Scopo finale della Desertec Industrial Initiative – che raccoglierà un investimento attorno ai 400 miliardi di dollari - è soddisfare
entro il 2050 il 15% del fabbisogno elettrico europeo, raccogliendo con grandi centrali solari a concentrazione l’energia del Sahara e facendola giungere in Europa tramite dei condotti che dovrebbero attraversare il mediterraneo.
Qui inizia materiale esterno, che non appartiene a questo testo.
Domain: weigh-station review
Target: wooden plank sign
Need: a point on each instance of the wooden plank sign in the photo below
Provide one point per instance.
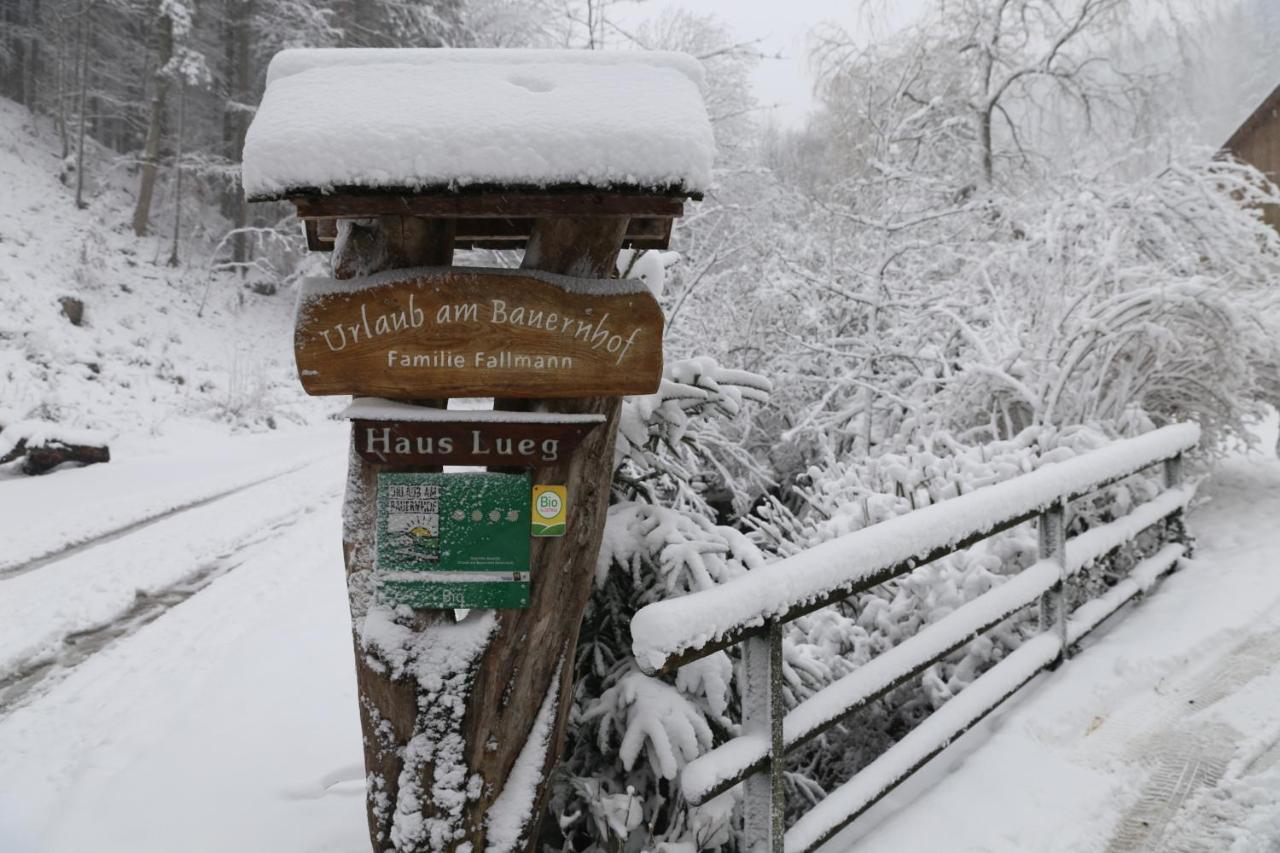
(458, 332)
(402, 436)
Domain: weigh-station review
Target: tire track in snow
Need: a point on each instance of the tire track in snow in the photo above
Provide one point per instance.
(31, 680)
(1187, 755)
(13, 570)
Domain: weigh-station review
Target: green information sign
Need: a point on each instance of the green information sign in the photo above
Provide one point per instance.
(453, 541)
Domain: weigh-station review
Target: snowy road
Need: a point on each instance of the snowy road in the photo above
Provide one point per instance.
(215, 711)
(1162, 735)
(192, 684)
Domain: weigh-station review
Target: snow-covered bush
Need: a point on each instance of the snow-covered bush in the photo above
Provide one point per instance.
(630, 734)
(840, 497)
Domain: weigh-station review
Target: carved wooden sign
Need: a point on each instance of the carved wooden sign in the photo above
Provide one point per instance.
(457, 332)
(402, 436)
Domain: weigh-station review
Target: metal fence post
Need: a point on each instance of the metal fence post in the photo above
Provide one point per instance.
(1052, 546)
(1175, 525)
(764, 802)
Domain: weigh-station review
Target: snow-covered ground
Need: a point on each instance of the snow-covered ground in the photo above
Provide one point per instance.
(214, 712)
(1161, 734)
(224, 719)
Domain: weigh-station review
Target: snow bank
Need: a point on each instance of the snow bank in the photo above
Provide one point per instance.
(447, 118)
(670, 628)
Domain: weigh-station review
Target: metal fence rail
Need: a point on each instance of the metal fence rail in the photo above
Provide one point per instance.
(670, 634)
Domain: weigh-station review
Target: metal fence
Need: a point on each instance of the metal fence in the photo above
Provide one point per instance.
(671, 634)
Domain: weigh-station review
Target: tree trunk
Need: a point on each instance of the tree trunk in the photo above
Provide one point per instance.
(83, 101)
(151, 154)
(236, 124)
(440, 742)
(177, 170)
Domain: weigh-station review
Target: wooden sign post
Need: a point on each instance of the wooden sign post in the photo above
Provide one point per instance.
(522, 669)
(464, 715)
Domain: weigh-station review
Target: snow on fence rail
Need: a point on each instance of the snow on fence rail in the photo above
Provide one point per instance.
(753, 609)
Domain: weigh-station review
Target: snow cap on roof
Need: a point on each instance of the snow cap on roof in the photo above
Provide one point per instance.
(434, 118)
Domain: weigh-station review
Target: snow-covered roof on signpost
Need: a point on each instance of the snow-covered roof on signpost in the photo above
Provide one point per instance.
(442, 119)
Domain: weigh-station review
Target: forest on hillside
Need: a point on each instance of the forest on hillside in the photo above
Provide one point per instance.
(1004, 237)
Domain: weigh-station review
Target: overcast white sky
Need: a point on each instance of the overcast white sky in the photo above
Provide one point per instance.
(784, 27)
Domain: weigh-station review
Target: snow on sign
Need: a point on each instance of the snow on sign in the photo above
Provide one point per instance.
(449, 541)
(478, 333)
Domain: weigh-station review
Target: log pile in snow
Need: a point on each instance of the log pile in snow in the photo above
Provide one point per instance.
(46, 445)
Alla base del progetto il solare a concentrazione, tecnologia molto promettente tra le rinnovabili e che non è certo una sconosciuta ai nostri lettori ( vedi
"Solare a concentrazione, video e documenti"): in estrema sintesi la tecnologia consiste nel concentrare con un sistema di specchi la radiazione solare diretta in un tubo o in una caldaia dove scorre un fluido (acqua, olio o sali fusi) che ad elevate temperature fa girare delle turbine che producono l’elettricità.
Il piano attuale di Desertec è di costruire un sistema di centrali con
una potenza complessiva di picco
pari a
100 GW, cioè simili a circa un centinaio di centrali a carbone. L'elettricità raggiungerebbe l’Europa tramite
20 elettrodotti ad alta capacità con perdite inferiori al 10%: linee che collegherebbero il Marocco alla Spagna, l’Algeria alla Francia attraverso le Baleari, la Tunisia alla Sicilia, la Libia alla Grecia e l’Egitto alla Turchia via Cipro e che sarebbero parte di una grande rete continentale che dovrebbe trasportare anche l'elettricità da eolico prodotta nel nord Europa (anche quella offshore) o da geotermico prodotta in Islanda.
Le centrali del progetto Desertec, che dovrebbero essere costruite nei prossimi 5 anni, arriveranno ciascuna a potenze da 1 GW, ma ancora non si è deciso
sulla tipologia tecnologica che verrà adottata per il solare a concentrazione: una galleria fotografica pubblicata su New Scientist mostra i
4 modelli di centrale
possibili spiegando i pro e i contro di ciascuno.
L'impianto americano del National Solar Thermal Test Facility di Albuquerque, in New Mexico, costituito da specchi a parabola che riflettono i raggi solari verso un braccio che sporge al centro del disco ha il vantaggio di richiedere poca acqua per il raffreddamento, ma non consente di accumulare calore e quindi di fornire energia in assenza del sole (
immagine). La centrale di Sanlucar la Mayor vicino Siviglia, in Spagna (
immagine) è costituita invece da una gigantesca
torre che raccoglie i raggi riflessi da 624 specchi ruotanti: può operare ad alte temperature e accumulare energia, ma richiede un’enorme quantità di acqua e raggiunge buone prestazioni economiche solo per impianti molto grandi.
La centrale di Bakersfield, in California (
immagine) realizzata da Ausra utilizza invece
concentratori piani (detti riflettori Fresnel) che scaldano tubi ricevitori in cui scorre l'acqua che, con il vapore, muove turbine per una potenza fino a 5 MW. Relativamente economico, questo impianto può essere adattato per accumulare l'energia. Tra gli svantaggi una minore efficienza dell'impianto, la mancanza di sviluppo commerciale e l'alta richiesta di acqua. Il Nevada Solar One, infine (
immagine), centrale da 64 MW costruita dalla spagnola Acciona, utilizza
specchi parabolici per portare a 361°C l'olio diatermico che a sua volta fa bollire l’acqua che muove le turbine; può immagazzinare il calore e, dunque, funzionare anche di notte, (anche con la possibilità di integrarla con un generatore a gas), ma richiede molta acqua.
Seguiremo nei prossimi mesi le opzioni che la società Desertec Industrial Initiative sceglierà per il più grande e costoso, e per alcuni aspetti, controverso, progetto di energia solare e di fonti rinnovabili, mai concepito finora al mondo.